L'uomo, che si aspettava questa obiezione, fece ricorso alla sua filosofia: “Immagini, certo. Ma tutto ciò che ci si presenta è immagine. Anche ciò che sembra tangibile e concreto è in realtà una creazione dei nostri sensi, una mera sensazione cui noi, e noi soli,  diamo un nome e la dignità di presenze. Dunque fra le immagini che ti ho mostrato e, ad esempio, un cane in carne ed ossa, non c'è alcuna differenza filosoficamente apprezzabile”.
“Perbacco... - disse Dio – non ci avevo pensato. Ma allora non sei tu a farmi visita in questo momento. Sono io che mi affaccio alla porta dei tuoi sensi e busso alla tua immaginazione. E se non sono altro che una tua creatura, puoi disporre di me a piacimento. Visto che vuoi liberarti di me, perché non mi uccidi? Io che vedo attraverso le cose mi sono accorto che hai un coltello alla cintola. Usalo, colpiscimi qui, al costato. C'è una vecchia cicatrice: me l’hanno fatta i tuoi avi con la lancia, mentre ero sulla croce più di duemila anni fa”.
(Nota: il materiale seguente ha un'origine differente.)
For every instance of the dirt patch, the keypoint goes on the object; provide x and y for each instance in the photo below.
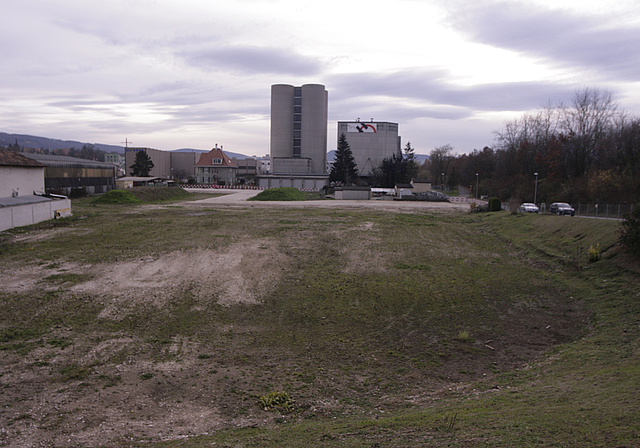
(118, 387)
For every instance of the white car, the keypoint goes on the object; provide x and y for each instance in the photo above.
(528, 207)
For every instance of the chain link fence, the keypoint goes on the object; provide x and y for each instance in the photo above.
(605, 211)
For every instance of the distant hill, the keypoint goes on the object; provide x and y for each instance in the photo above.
(30, 141)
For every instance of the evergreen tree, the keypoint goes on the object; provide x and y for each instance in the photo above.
(397, 169)
(344, 169)
(142, 165)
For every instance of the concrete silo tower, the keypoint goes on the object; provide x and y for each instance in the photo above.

L'uomo era disorientato. “Ti hanno ucciso, difatti, ma in modo imperfetto; tanto è vero che da allora la tua presenza nel mondo non è per nulla diminuita: anzi, si è ingigantita”.
“Sì, mi era parso infatti. Ebbene? Avrai pure un modo migliore per disfarti di me”.
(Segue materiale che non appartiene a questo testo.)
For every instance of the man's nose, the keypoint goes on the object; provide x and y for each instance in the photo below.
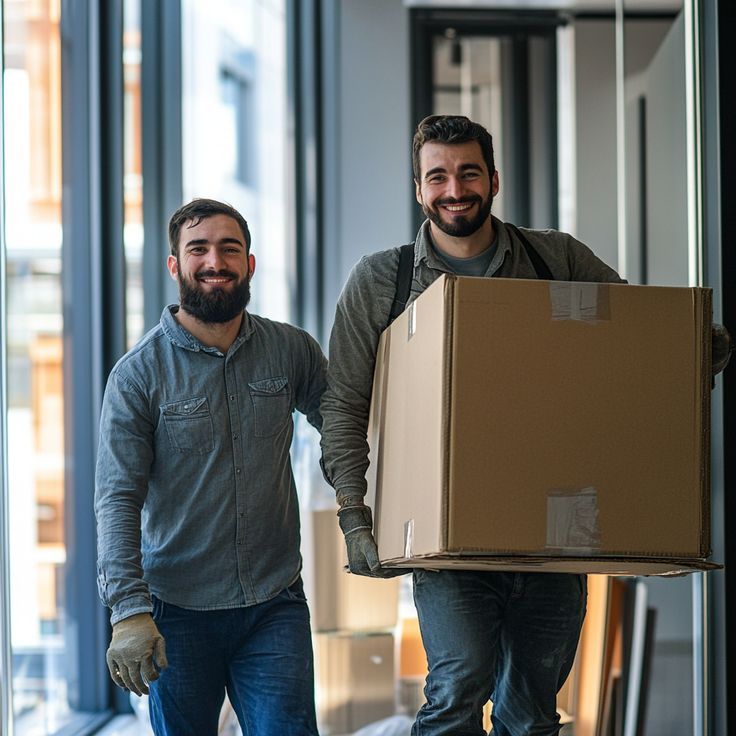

“Se tutto nasce nei miei sensi e nel mio cervello – ragionò l'uomo quasi fra sé - Dio c'est moi, per dirla alla francese. E il modo più sicuro per eliminarti non è uccidere te, mero simulacro di Dio, ma suicidarmi.”
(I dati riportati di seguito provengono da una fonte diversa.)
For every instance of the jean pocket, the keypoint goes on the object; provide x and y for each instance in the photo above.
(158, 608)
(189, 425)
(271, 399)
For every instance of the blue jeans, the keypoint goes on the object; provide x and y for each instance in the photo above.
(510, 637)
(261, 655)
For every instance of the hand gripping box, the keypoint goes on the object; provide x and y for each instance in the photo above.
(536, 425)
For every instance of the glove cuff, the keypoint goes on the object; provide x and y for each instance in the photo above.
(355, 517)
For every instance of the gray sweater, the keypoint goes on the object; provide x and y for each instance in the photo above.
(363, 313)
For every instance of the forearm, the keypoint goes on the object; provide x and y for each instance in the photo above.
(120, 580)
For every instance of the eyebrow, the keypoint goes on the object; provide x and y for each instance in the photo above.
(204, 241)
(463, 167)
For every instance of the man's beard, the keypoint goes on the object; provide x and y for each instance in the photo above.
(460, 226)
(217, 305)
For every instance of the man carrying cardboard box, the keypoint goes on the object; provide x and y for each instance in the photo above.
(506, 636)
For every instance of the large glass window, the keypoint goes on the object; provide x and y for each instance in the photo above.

“Figliuolo, non dirlo neppure per scherzo! Non potrei mai perdonarmi di averti indotto a un simile passo. Io che ti amo in modo così esclusivo e disinteressato”.
“Tranquillo, non sono così sciocco. Non è necessario uccidere nessuno, basterebbe che ti rassegnassi alla tua inesistenza. Ti prego, fallo e lasciami in pace. Oppure, al contrario, dammi la prova della tua esistenza e me ne andrò sereno”.
“Oh bella, adesso mi preghi: è già qualcosa... Ma pensaci un attimo. Tutto l'universo: la bellezza, la gioia ma anche il dolore, i sentimenti, la complessità della natura, tutto è così palesemente divino... quale altra prova dovrei darti? Piuttosto, dammi tu la prova della mia inesistenza, se ne sei capace”
“io... non ce l'ho, questa prova – disse l'uomo ormai completamente confuso -; ma adesso torno a casa e mi metto a cercarla”.
“Molto bene, non mi dispiace affatto. Arrivederci dunque!”.
“Addio”, corresse l'uomo; ma arrossì perché si accorse che anche questo saluto altro non era che una promessa di rincontrarsi.